DE10133308A1 - Identifying target cells, useful e.g. for prenatal diagnosis, comprises hybridizing a cellular nucleic acid with energy-transfer donor and acceptor probes - Google Patents

Abstract

Identifying target cells (A) by in situ hybridization of cell-type specific nucleic acid (I) with a probe (P1) having a donor fluorophore (DF) and a probe (P2) having an acceptor fluorophore (AF), where DF is excited and any emission from AF is detected. An Independent claim is also included for a kit for detecting (I) comprising P1 and P2.

Description

The invention relates to the detection of nucleic acids, in particular one in situ detection of nucleic acids in cells for identification and Separation of the cells.

For scientific or diagnostic purposes, it is often necessary Defined cell types from a tissue sample that are predominantly a mixture different cells, can be identified beyond doubt and subsequently - as so-called target cells - to be separated from the rest. So may need tumor cells from peripheral blood or tissue samples first detected and then separated. The same applies to detection of virus-infected or parasite-infected cells.

The need for cell separation arises in particular in the case of fetal cells if they have to be separated from the mother's blood from peripheral blood for the purpose of prenatal diagnosis. This procedure is chosen as an alternative to invasive procedures, which can often lead to physical damage to the fetus and even to spontaneous abortion:
The reasons for prenatal diagnostics are e.g. B. in the concern about the age-related increased risk of unbalanced and structural chromosomal abnormalities or in the collection of abnormal sonographic findings during prenatal care, which, for. B. supported by an unfavorable finding in the skin thickness measurement of the fetal neck area (nuchal translucency) (SNIJDERS AND NICOLAIDES, 1996) or a serum screening (WALD ET AL., 1995). Today, however, only 25% (MINY ET AL., 1999) of all aneuploidies in newborns are diagnosed prenatally.

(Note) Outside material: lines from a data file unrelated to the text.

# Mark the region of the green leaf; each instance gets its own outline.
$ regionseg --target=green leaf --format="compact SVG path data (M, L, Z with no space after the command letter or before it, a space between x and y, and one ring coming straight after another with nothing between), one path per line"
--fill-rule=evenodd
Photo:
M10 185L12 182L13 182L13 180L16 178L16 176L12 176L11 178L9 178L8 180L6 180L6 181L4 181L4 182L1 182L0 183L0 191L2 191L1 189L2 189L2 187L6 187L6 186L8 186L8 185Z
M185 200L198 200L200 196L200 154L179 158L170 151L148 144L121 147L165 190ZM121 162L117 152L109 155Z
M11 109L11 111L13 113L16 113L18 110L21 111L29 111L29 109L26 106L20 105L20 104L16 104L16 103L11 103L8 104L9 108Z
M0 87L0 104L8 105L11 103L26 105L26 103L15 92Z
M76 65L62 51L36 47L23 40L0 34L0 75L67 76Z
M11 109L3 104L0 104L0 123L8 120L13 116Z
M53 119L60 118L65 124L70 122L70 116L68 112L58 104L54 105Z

Depending on the time of indication, are currently becoming routine invasive procedures are used to fetal cells for further diagnosis win. The amniocentesis, i.e. H. puncture of the amniotic sac through the abdominal wall and uterine wall, and the chorionic villus, in the fetal cells of the chorionic tissue, which is formed by the formation of Villi have sunk into the lining of the uterus be used. Amniocentesis, which is based on the attainment of Amniotic fluid and fetal cells located therein is targeted in the second trimester pregnancy. The subsequent one Chromosome examination of amniotic fluid cell cultures is the standard procedure today prenatal cytogenetic examination, but the results are not available can be expected within 7 to 14 days. For detection Fluorescence is often certain aneuploidies at specific risk in situ hybridization (FISH) used (EBEN ET AL., 1998).

In addition to the immediate risks of invasive surgery for the good of the Child sets the late point in time of the possible diagnosis essential disadvantage of the method, since possible Abortions due to the negative results only in the late second trimester can be done.

To avoid these disadvantages of invasive methods has been around for a long time tries to target the fetal cells circulating in the maternal blood to access so z. B. inter alia by proliferation and selection erythroid cells in culture (STAMATOYANNOPOULOS ET AL., 1997).

In addition, efforts have been known for more than two decades to Separate nucleated fetal cells from maternal blood immunologically (HERZENBERG ET AL., 1979). The basis of these efforts Approach mainly consists of attaching antibodies or ligands to fetal cells to couple, mostly with fluorophores (SEKIZAWA, 1999) or iron (TROEGER ET AL., 1999). After pairing this labeled probes to the searched fetal cells, the cells are passed through a fluorescence or magnetically activated cell sorting (fluorescence activated cell sorting (FACS), magnetic activated cell sorting (MACS)) separated and diagnostic methods are available.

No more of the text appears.